LAVA has one master for the farm that works with N dispatchers. It schedules the tests requested by CI on the dispatchers. The dispatcher controls a set of boards and is physically connected to them (power and serial). Power is controlled with pdud. Serial is redirected to telnet with ser2net. Files to upload are made available through TFTP. A configuration file specifies how to power (hard_reset_command, power_off_cmd) and how to connect to serial (connection_command). LAVAv2 has an API instead of configuration files, but kernelCI doesn’t generate the proper test specifications for LAVAv2. Common parts are put in a device type configuration, e.g. bootloader commands.
LAVA is started through its API, by sending kernel, dtb, initramfs for a certain device type.

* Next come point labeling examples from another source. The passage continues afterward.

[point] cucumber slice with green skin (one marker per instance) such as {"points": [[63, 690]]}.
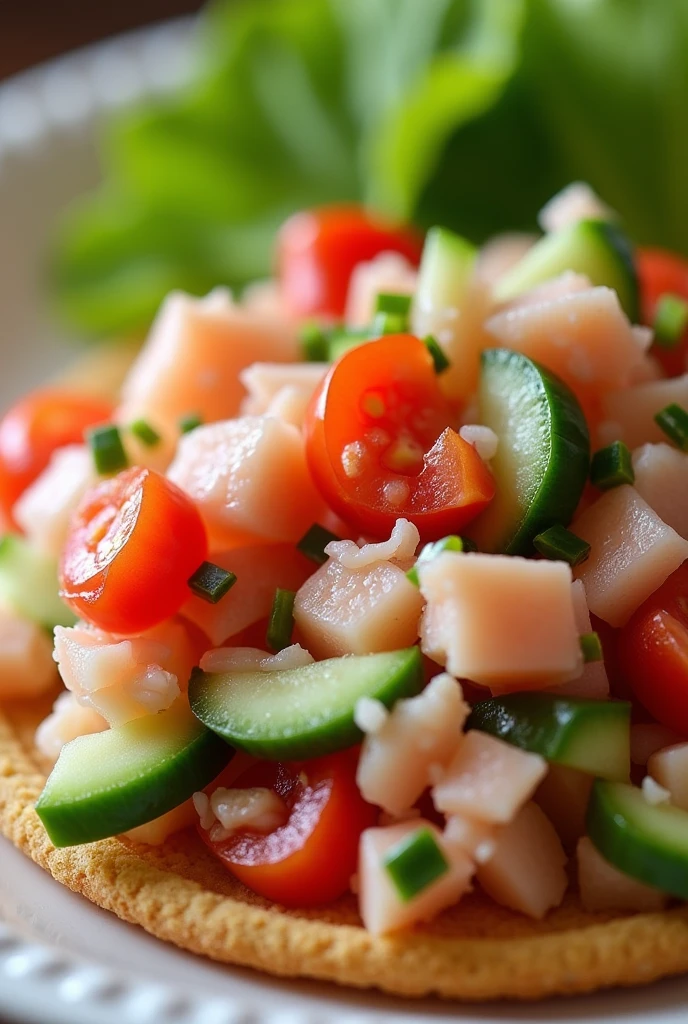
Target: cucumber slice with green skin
{"points": [[596, 248], [542, 463], [296, 714], [109, 782], [591, 735], [29, 583], [649, 843]]}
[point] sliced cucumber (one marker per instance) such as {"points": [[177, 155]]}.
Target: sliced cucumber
{"points": [[446, 266], [648, 842], [591, 735], [294, 714], [596, 248], [29, 583], [112, 781], [542, 464]]}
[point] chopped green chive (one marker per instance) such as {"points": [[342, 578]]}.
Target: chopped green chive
{"points": [[560, 545], [281, 625], [211, 582], [591, 647], [108, 450], [435, 548], [314, 344], [388, 302], [189, 422], [674, 421], [611, 466], [671, 320], [313, 543], [437, 352], [144, 432], [415, 863]]}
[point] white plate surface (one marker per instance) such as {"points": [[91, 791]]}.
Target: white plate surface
{"points": [[61, 960]]}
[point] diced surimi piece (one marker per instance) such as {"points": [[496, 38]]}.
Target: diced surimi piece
{"points": [[382, 908], [593, 683], [248, 474], [563, 795], [357, 611], [387, 272], [661, 479], [487, 779], [502, 622], [647, 738], [67, 721], [585, 337], [632, 553], [670, 768], [575, 202], [120, 679], [526, 872], [629, 415], [155, 833], [603, 887], [418, 736], [190, 361], [43, 510], [259, 570], [27, 668], [265, 382]]}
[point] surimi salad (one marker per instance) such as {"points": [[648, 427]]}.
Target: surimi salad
{"points": [[377, 577]]}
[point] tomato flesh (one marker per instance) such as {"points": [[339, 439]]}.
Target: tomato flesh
{"points": [[660, 272], [310, 859], [132, 545], [380, 445], [318, 249], [653, 652], [34, 428]]}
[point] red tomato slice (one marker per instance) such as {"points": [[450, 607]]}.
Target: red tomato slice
{"points": [[310, 859], [380, 446], [318, 249], [653, 652], [660, 272], [132, 545], [34, 428]]}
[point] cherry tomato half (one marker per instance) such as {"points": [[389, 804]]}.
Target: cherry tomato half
{"points": [[659, 272], [652, 651], [318, 249], [310, 859], [132, 545], [34, 428], [380, 446]]}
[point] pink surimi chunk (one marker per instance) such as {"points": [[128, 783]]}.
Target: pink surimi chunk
{"points": [[382, 908], [248, 474], [27, 668], [670, 768], [629, 415], [357, 611], [661, 479], [487, 779], [44, 509], [603, 887], [501, 622], [526, 871], [419, 735], [632, 553], [259, 570], [192, 356], [584, 337]]}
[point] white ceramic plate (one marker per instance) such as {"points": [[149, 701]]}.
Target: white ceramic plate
{"points": [[61, 960]]}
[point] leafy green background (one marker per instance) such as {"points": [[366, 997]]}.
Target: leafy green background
{"points": [[467, 113]]}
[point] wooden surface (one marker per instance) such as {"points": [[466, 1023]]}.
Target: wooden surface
{"points": [[32, 31]]}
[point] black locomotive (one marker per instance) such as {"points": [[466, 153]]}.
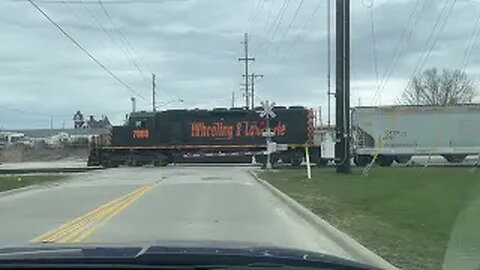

LAVA will then search for an available dispatcher with an available device and send the job to it. The dispatcher can still do modification, e.g. zImage -> uImage conversion. It then starts recording and does the upload, reset, test cycle. The resulting log is sent back to the user (i.e. kernelCI) over the API.
For power control, 3 options: a PDU that you can put in a rack but very expensive and not directly ready; a network controlled multisocket but no 8-socket version was available in Europe; remotely controlled relays, which is very flexible, small and cheap but more work (you have to cut wires and screw them in). Remotely controlled relays was chosen. It exists for USB and for TCP, TCP more convenient here because USB already filled up very much. For the wiring, they use a single supply that supplies several boards of the same type (5V, 12V). Actually, and ATX supply gives both 5V and 12V, and enough amps to power 8 boards. To secure the system, TVS diodes are added. To make sure it stays turned on, nPS_ON is shorted to GND. Only for full ATX powered boards you need a real supply per board. Here the relay doesn’t control the power lines itself, but it controls the nPS_ON to GND connection.
To connect serial, USB-serial converters are used so lots of (powered) USB hubs are needed. They need to be powered because some boards draw current on their serial port (bad level shifter design). In addition to that there are also Ethernet cables and switches.
The boards are mounted in drawers for easy access, normally 8 boards per drawer (4 for ATX-powered). The drawer in addition has the USB hub, the Ethernet switch, the relay board, the ATX power supply, and a normal multisocket. The boards are kept in place with Velcro straps
There is room for 50 boards, 35 in use now. 30 different boards.
There were some problems with the LAVA master machine, because there are so many connections to it, they had to use a specifically-configured kernel. Some boards require hardware modifications, e.g. need a button to actually boot it after power is supplied, so need to short that button. Also anything can fail: faulty serial cable, a service on the LAVA master that didn’t restart on reboot, … There were even patches to LAVA needed to support some of the boards.
It is convenient to be able to use the same board remotely for manual testing. However, with LAVA, there is no direct access to the boards. So they created Lavabo, the LAVA board overseeer, that allows a user to take control over a board. It has user authentication with ssh keys installed on the server. Clients connect to lavabo-server over ssh. lavabo-server tells LAVA to stop jobs on that board, than reads the LAVA configuration files to set up access to the board and makes that access available to the ssh connection. It’s currently limited to running on the same server as LAVA itself.